Back to E-asttle.  The writing section has just been revamped, hence the roll out of some more training with it.  We had already in our school just given our students a test, marked it and have been in the process of doing some moderation between the three teachers I work with.  The first thing I noticed was how closely aligned the areas for assessment were to the six traits plus one writing model!  Hmm - for myself very happy with that.  The areas E-asttle sets aside for assessment are:
If you know about six traits you will know that missing from that list is Voice and that Punctuation and Spelling are part of the plus one part. I like to teach writing using the six traits - it makes sense for me, and my teaching of writing has improved since I started using it.  I can also say that I believe it has made a difference to the students' writing.

All in all the day was useful as we explored pieces of writing and discussed in groups various rubric scores for each section of each piece of writing.  We had quite clear guides and exemplars at various levels. It has always irked me that this scoring of writing to quite an extent is not an exact science. Yet we  have the audacity to say that we have national standards around writing - that only depend on each teacher's knowledge of writing and their opinion of what level this particular piece of writing is at.  It still irks me - however I am also grateful that we don't have more rigid testing of writing, as they do in some other countries. 

As the day wore on, it did become apparent that there was some common agreement and that while there were still differences of opinion, we weren't differing by large amounts.  It was good to know that if we got it somewhat 'wrong' we would still be reasonably close!  I also liked the message that if you were hopping between one number and the next, err on the side of the student, and give the higher mark.  Today I was talking about something else with my Principal and I commented that I wasn't very good at 'playing the game'.  However, I have to admit that now with national standards sitting there in judgement, it's definitely better to mark up! Just saying!  It probably still doesn't make me a game player, but just a little toe dipping!

I want my students to be able to express themselves well by writing. The truth is I have some excellent writers in my room and some..... still finding their feet.  The range is wide - a challenge to me.
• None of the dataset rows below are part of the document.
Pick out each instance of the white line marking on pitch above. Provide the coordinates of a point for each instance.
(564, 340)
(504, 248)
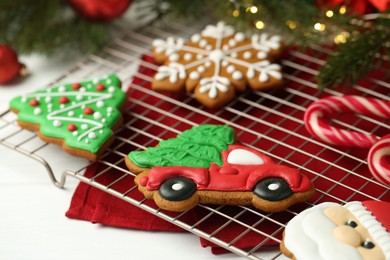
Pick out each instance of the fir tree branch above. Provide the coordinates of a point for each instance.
(354, 60)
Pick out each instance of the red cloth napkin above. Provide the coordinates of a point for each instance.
(91, 204)
(96, 206)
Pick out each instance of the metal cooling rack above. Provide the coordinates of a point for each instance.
(268, 121)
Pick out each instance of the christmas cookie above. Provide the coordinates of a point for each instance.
(204, 165)
(80, 116)
(217, 63)
(357, 230)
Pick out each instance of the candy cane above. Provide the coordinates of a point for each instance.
(379, 160)
(379, 154)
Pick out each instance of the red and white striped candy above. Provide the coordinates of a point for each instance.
(379, 154)
(379, 160)
(319, 128)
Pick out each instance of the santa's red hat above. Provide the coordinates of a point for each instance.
(375, 217)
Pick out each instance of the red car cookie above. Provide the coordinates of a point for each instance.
(238, 175)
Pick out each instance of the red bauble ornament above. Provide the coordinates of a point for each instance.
(100, 87)
(10, 67)
(63, 100)
(100, 10)
(88, 111)
(72, 127)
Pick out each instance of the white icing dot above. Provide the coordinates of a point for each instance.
(174, 57)
(97, 115)
(237, 75)
(100, 103)
(261, 55)
(232, 43)
(195, 38)
(230, 69)
(202, 43)
(37, 111)
(239, 36)
(57, 123)
(187, 56)
(201, 69)
(247, 55)
(194, 75)
(92, 135)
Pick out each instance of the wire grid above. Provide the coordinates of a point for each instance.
(271, 122)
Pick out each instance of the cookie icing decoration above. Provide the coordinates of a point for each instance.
(356, 230)
(74, 113)
(217, 63)
(205, 165)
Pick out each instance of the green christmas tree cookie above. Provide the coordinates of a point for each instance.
(80, 116)
(196, 147)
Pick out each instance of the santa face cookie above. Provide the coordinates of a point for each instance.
(80, 116)
(217, 63)
(203, 165)
(357, 230)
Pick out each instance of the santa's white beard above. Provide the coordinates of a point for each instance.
(310, 236)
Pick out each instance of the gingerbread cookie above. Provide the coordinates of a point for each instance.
(204, 165)
(217, 63)
(357, 230)
(80, 116)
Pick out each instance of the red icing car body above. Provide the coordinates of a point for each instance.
(243, 169)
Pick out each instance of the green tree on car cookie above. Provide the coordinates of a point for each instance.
(81, 116)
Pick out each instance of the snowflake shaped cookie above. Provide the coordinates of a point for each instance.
(217, 63)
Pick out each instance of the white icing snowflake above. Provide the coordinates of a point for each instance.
(215, 61)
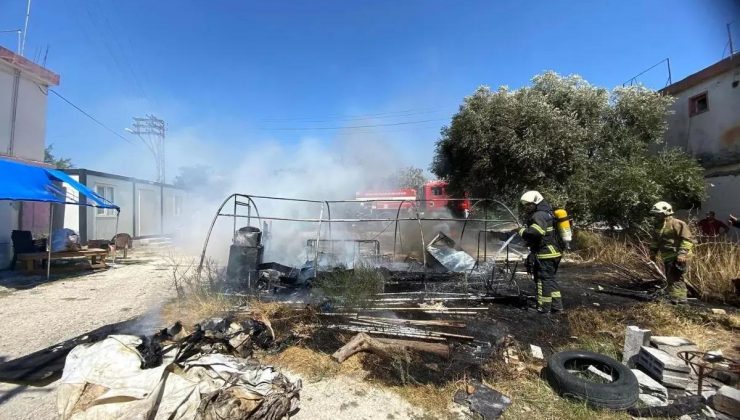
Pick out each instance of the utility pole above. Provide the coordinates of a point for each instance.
(151, 130)
(25, 28)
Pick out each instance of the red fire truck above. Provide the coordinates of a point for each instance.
(433, 201)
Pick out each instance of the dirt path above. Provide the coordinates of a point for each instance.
(36, 316)
(39, 315)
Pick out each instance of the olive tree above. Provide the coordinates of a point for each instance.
(597, 152)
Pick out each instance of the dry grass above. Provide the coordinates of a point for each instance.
(712, 266)
(194, 308)
(605, 328)
(605, 249)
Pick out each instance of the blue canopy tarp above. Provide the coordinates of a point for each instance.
(23, 182)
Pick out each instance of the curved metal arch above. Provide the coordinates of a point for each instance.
(483, 200)
(213, 223)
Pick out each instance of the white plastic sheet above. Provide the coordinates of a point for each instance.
(105, 381)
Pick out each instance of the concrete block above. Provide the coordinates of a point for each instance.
(660, 360)
(649, 385)
(672, 345)
(634, 339)
(536, 352)
(727, 400)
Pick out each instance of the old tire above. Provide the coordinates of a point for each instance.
(620, 394)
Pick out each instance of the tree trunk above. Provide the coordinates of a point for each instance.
(387, 348)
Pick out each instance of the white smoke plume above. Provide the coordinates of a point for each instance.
(311, 169)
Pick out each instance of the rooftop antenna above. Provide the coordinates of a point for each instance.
(17, 31)
(729, 36)
(25, 27)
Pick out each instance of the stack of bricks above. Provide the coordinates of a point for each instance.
(669, 370)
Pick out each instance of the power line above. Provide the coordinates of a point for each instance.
(90, 116)
(380, 115)
(349, 126)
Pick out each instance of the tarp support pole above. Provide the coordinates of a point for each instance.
(115, 236)
(48, 242)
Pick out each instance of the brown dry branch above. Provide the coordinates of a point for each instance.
(388, 348)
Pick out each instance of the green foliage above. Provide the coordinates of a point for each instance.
(594, 151)
(351, 288)
(59, 163)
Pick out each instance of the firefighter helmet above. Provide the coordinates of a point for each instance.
(661, 207)
(531, 197)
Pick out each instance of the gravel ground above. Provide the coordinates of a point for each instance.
(38, 314)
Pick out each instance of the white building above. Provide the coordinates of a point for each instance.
(706, 124)
(147, 208)
(23, 100)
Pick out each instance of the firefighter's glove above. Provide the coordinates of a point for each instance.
(504, 236)
(530, 262)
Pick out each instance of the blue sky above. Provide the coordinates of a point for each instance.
(232, 76)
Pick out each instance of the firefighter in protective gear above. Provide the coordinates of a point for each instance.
(539, 233)
(673, 240)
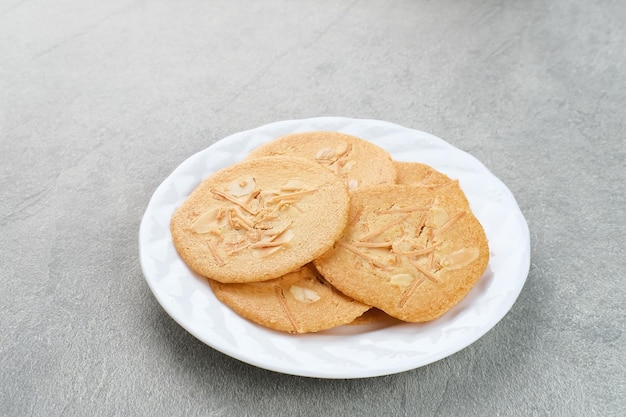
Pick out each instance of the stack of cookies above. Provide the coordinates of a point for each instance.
(320, 229)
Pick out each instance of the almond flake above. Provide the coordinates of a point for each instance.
(304, 295)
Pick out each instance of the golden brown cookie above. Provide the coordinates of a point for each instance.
(259, 219)
(411, 251)
(357, 161)
(298, 302)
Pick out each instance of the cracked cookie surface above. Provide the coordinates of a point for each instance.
(298, 302)
(358, 162)
(260, 218)
(410, 251)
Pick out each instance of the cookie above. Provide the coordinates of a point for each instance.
(298, 302)
(418, 174)
(408, 250)
(260, 218)
(357, 161)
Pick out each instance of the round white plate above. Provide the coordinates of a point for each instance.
(347, 351)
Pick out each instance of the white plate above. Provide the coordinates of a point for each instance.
(348, 351)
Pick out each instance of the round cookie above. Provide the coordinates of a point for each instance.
(259, 219)
(407, 250)
(298, 302)
(357, 161)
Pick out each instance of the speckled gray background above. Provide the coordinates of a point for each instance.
(100, 100)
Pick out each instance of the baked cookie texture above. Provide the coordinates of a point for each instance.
(298, 302)
(422, 175)
(359, 162)
(411, 251)
(260, 219)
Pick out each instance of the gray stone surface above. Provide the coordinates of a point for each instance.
(100, 100)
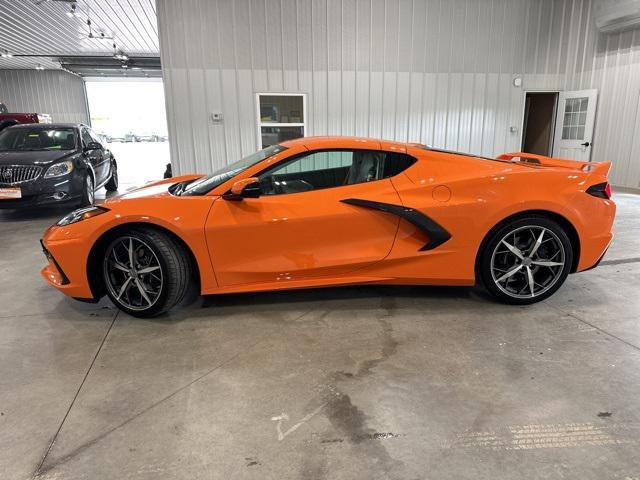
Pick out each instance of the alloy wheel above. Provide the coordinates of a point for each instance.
(527, 261)
(133, 273)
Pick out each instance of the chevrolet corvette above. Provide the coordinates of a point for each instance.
(327, 211)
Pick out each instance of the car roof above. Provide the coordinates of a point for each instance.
(42, 126)
(346, 141)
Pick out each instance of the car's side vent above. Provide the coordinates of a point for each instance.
(532, 161)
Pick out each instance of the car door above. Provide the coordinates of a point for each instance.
(301, 227)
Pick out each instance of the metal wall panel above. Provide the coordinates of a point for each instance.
(611, 64)
(58, 93)
(433, 71)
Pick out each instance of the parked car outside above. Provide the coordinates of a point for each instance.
(53, 164)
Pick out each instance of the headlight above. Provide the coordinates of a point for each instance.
(59, 169)
(81, 214)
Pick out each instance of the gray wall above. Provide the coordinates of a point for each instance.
(433, 71)
(58, 93)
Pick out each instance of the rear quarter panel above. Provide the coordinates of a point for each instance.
(482, 194)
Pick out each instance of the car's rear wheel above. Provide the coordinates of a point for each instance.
(145, 272)
(526, 260)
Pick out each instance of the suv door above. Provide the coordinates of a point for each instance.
(300, 227)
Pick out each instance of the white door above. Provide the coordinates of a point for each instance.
(574, 124)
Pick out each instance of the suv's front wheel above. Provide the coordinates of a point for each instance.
(526, 260)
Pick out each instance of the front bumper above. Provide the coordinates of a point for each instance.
(46, 192)
(66, 269)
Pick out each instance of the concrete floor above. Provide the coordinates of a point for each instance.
(352, 383)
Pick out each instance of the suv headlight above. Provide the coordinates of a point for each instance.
(81, 214)
(59, 169)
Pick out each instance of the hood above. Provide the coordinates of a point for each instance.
(153, 189)
(34, 157)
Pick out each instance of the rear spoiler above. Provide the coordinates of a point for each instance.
(599, 168)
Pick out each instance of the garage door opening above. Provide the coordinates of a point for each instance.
(130, 116)
(539, 121)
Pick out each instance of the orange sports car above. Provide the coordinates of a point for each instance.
(323, 211)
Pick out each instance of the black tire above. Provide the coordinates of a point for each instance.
(532, 274)
(88, 196)
(174, 273)
(112, 184)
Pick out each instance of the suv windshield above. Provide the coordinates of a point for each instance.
(206, 184)
(28, 139)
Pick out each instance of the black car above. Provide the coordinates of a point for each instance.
(44, 164)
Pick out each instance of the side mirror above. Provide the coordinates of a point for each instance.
(245, 188)
(92, 146)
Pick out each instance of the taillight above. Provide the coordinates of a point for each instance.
(601, 190)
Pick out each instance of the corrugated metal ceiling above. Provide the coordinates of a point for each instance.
(39, 32)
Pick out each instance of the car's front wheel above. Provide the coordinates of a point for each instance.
(526, 260)
(145, 272)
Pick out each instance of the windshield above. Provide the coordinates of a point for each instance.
(206, 184)
(28, 139)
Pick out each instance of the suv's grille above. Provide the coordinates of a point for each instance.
(12, 174)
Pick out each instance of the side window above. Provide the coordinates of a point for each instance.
(323, 169)
(395, 163)
(86, 137)
(332, 168)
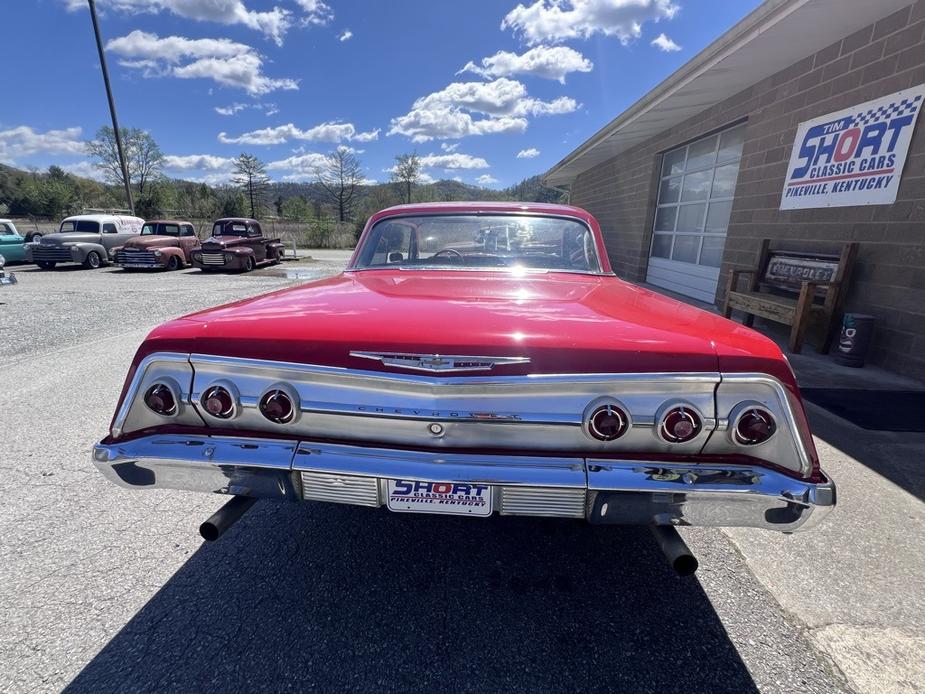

Hence I am dipping into the expertise of those wiser than me and I am off to read "10 Things Every Writer Needs to Know" by Jeff Anderson. He asks the question - 'What makes writing work?'  And so I am off again on the journey of teaching and learning to write - because the truth is I am a writer learning to write too.


  1. Hi Kathryn,

    It seems that you have a milder form of complaints about the new standards/national assessments than many in the US. I like that you collaborated with your colleagues. It might have been challenging, but it sounds rather nice too. I like that you are giving some freedom of choice in your blogs. That's great. Thanks for sharing.

    1. Linda
      It certainly does help to sit down and talk with other teachers outside your own school.

      Yes as I think more, I do like it that my students choose what to write about, choice is an important value for me, and writing helps me to clarify that and chases the guilt away. Thanks for taking the time to comment.

  2. It is great to read about the passion you put into teaching our children to write.

    I've been flabbergasted by the advances my daughter has made in her writing this year, so you're obviously teaching her well.

    Thanks for opening up this blog so we can see what goes on 'behind the scenes' in our children's class.


  3. Roly
    As I say some of my sttudents write extremely well, easily the most talented bunch I have ever had the pleasure to teach. M has a great imagination and a way with words that is for sure.

    Thank you for commenting, it's nice to have a parent drop my!